- Book cover
- Original language: French
- Written by: Jean-Luc Lagarce

Premiere
- Date: 1990

= It's Only the End of the World (play) =

It's Only the End of the World (Juste la fin du monde) is a 1990 French play by Jean-Luc Lagarce. It is about a character named Louis who returns to his family to announce his terminal illness. Lagarce wrote the play in 1990, when he was considering his own death. In 2008, the Comédie-Française added the play to its repertoire. It won the 2008 Molière Award for Best Show in a National Theatre. In 2016, it was adapted into a film of the same name by Xavier Dolan.

==Analysis==
Louis returns home surprisingly and suddenly leaves after family members give monologues of varying lengths in which they sometimes repeat themselves or violate proper grammar. The characters' struggle to communicate in which they sometimes attempt to restate what they meant is a theme in the play and is illustrated by a scene in which Suzanne criticizes two family members for shaking hands like strangers. Contradictory stage directions state that the play is set on "a Sunday" but also that it covers almost one year.

==Film adaptation==

The Canadian director Xavier Dolan said that when he originally read the play, he felt lost and cited its style and the aggressive nature of the characters. He later reread it and said, "One day, I don't know what it was, I pulled it off my shelf and suddenly understood and appreciated this weird and verbose writing style."

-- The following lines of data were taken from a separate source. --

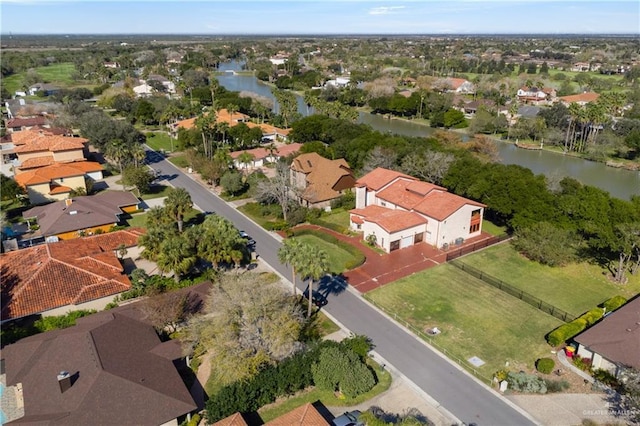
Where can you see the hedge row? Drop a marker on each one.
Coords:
(289, 376)
(614, 303)
(359, 258)
(569, 330)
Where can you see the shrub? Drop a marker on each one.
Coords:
(566, 331)
(603, 376)
(555, 386)
(592, 316)
(545, 365)
(614, 303)
(583, 364)
(527, 383)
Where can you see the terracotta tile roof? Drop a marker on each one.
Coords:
(305, 415)
(26, 122)
(56, 171)
(455, 83)
(82, 212)
(617, 336)
(388, 219)
(380, 177)
(325, 178)
(120, 380)
(406, 193)
(35, 141)
(233, 420)
(262, 153)
(48, 276)
(441, 204)
(59, 189)
(580, 98)
(34, 163)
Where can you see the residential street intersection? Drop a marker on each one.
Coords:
(457, 392)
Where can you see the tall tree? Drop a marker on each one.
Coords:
(178, 203)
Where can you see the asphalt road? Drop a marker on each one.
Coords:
(460, 394)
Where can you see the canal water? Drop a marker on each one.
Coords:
(619, 183)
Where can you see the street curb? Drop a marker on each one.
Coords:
(444, 357)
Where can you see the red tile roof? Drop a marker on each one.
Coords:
(56, 171)
(380, 177)
(390, 220)
(48, 276)
(407, 193)
(580, 98)
(440, 204)
(305, 415)
(26, 122)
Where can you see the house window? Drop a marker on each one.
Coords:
(474, 225)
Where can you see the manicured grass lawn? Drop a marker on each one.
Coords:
(575, 288)
(140, 219)
(339, 217)
(277, 409)
(179, 161)
(160, 141)
(492, 229)
(475, 318)
(338, 257)
(58, 74)
(156, 191)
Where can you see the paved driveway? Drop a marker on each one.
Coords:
(462, 395)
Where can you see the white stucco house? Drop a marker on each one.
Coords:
(400, 211)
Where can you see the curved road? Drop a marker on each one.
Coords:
(457, 391)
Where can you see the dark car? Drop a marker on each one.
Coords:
(317, 298)
(349, 418)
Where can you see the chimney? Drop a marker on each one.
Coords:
(64, 380)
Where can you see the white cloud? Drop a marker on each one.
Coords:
(384, 10)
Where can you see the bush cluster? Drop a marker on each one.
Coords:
(359, 258)
(545, 365)
(614, 303)
(527, 383)
(571, 329)
(287, 377)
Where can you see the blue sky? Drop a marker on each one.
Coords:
(226, 17)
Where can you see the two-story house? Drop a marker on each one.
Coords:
(320, 180)
(397, 211)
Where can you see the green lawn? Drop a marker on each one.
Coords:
(58, 74)
(140, 219)
(475, 318)
(575, 288)
(157, 191)
(279, 408)
(338, 257)
(493, 229)
(160, 141)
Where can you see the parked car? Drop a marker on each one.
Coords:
(317, 298)
(349, 418)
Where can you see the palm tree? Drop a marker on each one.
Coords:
(138, 154)
(289, 254)
(177, 203)
(314, 264)
(246, 158)
(178, 255)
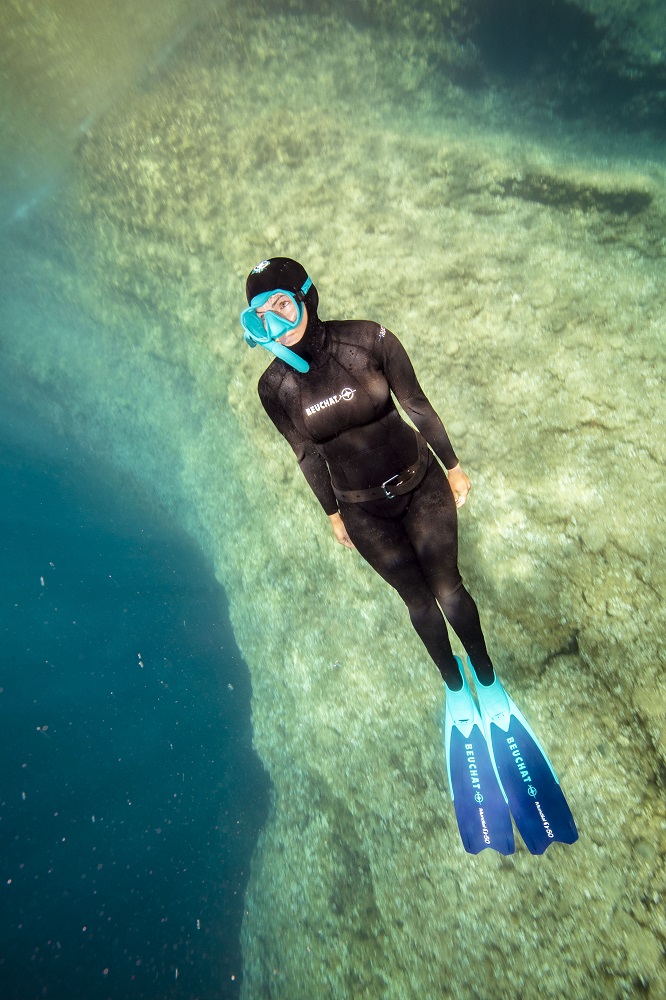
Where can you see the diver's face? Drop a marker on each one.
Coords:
(283, 305)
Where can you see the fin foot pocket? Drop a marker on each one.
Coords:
(480, 805)
(536, 801)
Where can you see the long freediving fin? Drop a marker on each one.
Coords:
(536, 801)
(479, 802)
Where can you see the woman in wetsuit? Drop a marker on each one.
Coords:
(375, 477)
(329, 391)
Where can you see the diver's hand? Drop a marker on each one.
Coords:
(340, 531)
(460, 485)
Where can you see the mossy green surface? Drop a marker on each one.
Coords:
(526, 279)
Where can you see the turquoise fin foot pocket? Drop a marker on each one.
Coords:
(536, 801)
(480, 806)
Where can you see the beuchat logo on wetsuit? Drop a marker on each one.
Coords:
(344, 396)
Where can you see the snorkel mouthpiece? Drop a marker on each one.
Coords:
(267, 329)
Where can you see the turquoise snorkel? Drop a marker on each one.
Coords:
(266, 330)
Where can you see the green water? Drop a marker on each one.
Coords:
(519, 254)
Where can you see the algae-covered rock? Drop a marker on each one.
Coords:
(526, 280)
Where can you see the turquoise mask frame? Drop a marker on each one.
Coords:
(266, 331)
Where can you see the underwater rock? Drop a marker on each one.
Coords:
(360, 887)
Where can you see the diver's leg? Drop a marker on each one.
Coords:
(384, 544)
(432, 526)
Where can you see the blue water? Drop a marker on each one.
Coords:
(131, 797)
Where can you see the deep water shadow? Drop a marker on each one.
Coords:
(131, 794)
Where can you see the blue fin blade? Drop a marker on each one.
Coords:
(481, 810)
(536, 800)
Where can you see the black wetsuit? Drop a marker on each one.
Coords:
(342, 423)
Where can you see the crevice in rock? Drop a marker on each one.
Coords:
(557, 192)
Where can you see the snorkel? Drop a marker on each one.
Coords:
(266, 329)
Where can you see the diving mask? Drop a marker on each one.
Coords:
(283, 317)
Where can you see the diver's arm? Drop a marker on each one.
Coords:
(401, 377)
(312, 465)
(405, 386)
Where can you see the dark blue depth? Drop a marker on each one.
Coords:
(130, 796)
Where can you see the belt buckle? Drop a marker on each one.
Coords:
(387, 493)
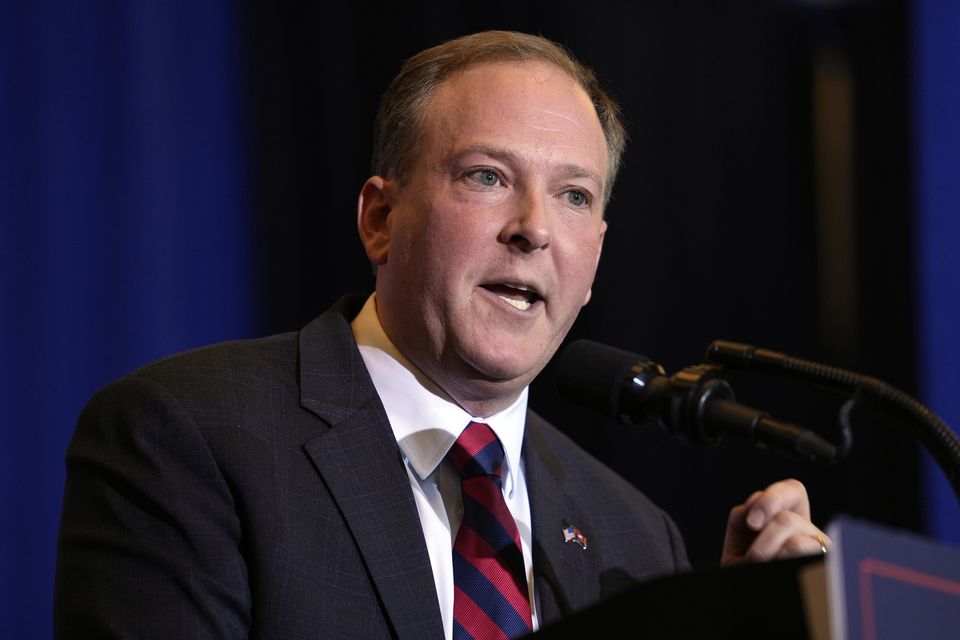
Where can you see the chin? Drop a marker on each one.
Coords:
(503, 362)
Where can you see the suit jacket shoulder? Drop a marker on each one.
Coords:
(625, 537)
(248, 489)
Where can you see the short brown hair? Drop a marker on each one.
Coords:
(399, 124)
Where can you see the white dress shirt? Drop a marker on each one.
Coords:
(426, 422)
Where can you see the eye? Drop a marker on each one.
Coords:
(577, 198)
(484, 177)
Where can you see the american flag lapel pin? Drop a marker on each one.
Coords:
(572, 534)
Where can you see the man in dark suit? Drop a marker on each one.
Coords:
(302, 485)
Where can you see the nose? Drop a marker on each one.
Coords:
(528, 225)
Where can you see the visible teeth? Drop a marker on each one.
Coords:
(523, 305)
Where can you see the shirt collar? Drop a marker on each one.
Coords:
(424, 419)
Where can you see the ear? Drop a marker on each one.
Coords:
(603, 233)
(373, 217)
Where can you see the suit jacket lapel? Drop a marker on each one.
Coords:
(360, 462)
(565, 574)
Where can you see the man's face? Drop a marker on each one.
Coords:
(488, 250)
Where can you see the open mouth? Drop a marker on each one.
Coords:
(518, 296)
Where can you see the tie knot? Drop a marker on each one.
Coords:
(477, 452)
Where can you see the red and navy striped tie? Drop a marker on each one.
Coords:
(490, 595)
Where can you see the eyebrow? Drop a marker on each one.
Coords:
(505, 155)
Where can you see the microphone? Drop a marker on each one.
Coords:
(694, 404)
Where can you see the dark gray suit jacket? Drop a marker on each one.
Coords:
(255, 489)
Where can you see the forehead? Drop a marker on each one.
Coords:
(532, 106)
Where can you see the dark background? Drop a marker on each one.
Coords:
(179, 173)
(714, 228)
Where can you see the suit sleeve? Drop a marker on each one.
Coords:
(150, 541)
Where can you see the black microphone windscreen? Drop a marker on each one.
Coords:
(592, 375)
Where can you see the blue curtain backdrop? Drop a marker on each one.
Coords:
(124, 232)
(936, 64)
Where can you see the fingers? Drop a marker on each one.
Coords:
(786, 535)
(786, 495)
(772, 524)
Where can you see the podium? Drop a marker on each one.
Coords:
(876, 583)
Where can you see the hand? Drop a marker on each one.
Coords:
(772, 524)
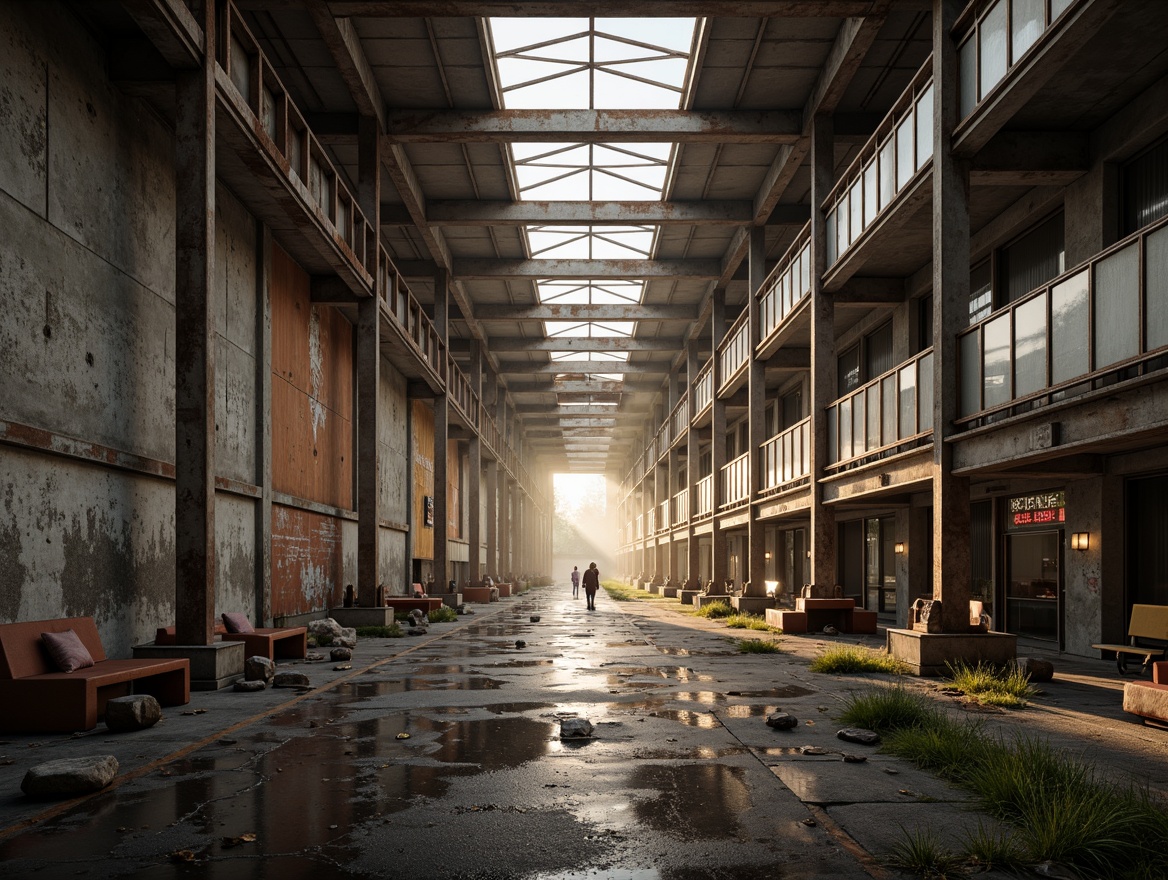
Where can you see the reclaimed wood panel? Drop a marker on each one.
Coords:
(422, 442)
(312, 392)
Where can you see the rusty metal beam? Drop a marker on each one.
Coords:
(593, 126)
(588, 312)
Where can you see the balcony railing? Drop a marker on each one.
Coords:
(999, 39)
(679, 420)
(280, 129)
(1103, 318)
(786, 457)
(787, 285)
(706, 496)
(903, 145)
(735, 350)
(736, 480)
(892, 410)
(703, 389)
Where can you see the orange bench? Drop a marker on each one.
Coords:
(39, 699)
(284, 643)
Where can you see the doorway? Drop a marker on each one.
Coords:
(1034, 584)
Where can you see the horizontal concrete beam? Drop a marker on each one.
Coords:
(595, 126)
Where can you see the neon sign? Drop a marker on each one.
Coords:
(1047, 508)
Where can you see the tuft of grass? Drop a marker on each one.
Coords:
(1009, 687)
(715, 610)
(845, 659)
(758, 646)
(889, 708)
(920, 852)
(750, 622)
(393, 631)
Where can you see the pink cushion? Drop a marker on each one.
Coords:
(236, 622)
(67, 650)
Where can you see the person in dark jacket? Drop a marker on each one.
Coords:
(591, 584)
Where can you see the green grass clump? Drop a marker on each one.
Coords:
(715, 610)
(843, 659)
(391, 631)
(1009, 687)
(750, 622)
(443, 615)
(889, 708)
(758, 646)
(920, 852)
(1062, 810)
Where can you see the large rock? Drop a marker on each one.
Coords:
(258, 669)
(70, 776)
(291, 679)
(575, 728)
(132, 713)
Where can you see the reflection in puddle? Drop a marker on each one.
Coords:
(720, 790)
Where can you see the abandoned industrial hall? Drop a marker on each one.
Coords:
(305, 303)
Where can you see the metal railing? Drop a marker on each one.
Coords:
(887, 165)
(786, 457)
(890, 410)
(1104, 317)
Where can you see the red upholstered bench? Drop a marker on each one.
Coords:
(39, 699)
(276, 643)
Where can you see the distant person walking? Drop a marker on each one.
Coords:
(591, 584)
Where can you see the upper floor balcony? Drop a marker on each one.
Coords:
(1100, 321)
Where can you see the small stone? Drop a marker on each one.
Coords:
(1037, 670)
(859, 735)
(258, 669)
(781, 721)
(291, 679)
(136, 712)
(575, 728)
(70, 776)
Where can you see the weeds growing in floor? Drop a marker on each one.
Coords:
(1009, 687)
(758, 646)
(845, 659)
(1061, 809)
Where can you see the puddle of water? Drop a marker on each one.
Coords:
(720, 790)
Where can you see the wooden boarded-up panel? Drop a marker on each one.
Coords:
(422, 438)
(312, 392)
(307, 561)
(453, 499)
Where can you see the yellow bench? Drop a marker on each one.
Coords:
(1148, 622)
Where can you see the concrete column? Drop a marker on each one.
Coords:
(720, 559)
(368, 379)
(194, 351)
(822, 355)
(756, 392)
(442, 436)
(264, 422)
(951, 314)
(693, 470)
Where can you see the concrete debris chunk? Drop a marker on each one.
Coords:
(136, 712)
(258, 669)
(70, 776)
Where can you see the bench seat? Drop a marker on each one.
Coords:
(39, 699)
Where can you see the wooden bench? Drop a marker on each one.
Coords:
(39, 699)
(276, 643)
(1148, 622)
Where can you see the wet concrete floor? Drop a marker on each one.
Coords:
(440, 757)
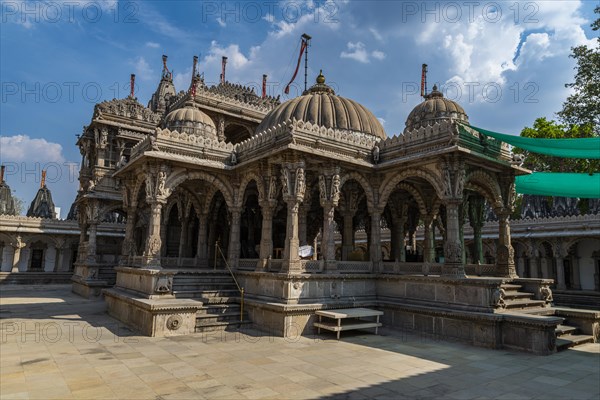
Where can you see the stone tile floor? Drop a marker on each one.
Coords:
(56, 345)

Dolan described the extensive work required to adapt the stage play for film:
I tried to keep the idiosyncrasies and the singularity of Lagarce's vernacular as much as I could.... The play is verbose, the language nervous, and prolix. The characters correct their own grammar constantly, beating themselves up, rewording their own sentences. I kept all that as is, basically - but evidently had to cut down many monologues in size, and some episodes were of course dropped. What was really reshaped is the structure. The second half of the play is almost entirely abstract. Characters talk to everyone and no one, all on stage, yet in different places.... It was very theatrical, I guess, and didn’t provide us with a proper build-up. The climax in the play is only between the lead role and his brother, and is 8 pages long.... So I had to recycle bits and pieces from earlier scenes, omitted scenes and scenes I invented from scratch in order to write a second half, and the end.

Dolan's film won the Grand Prix at the 2016 Cannes Film Festival and other honours.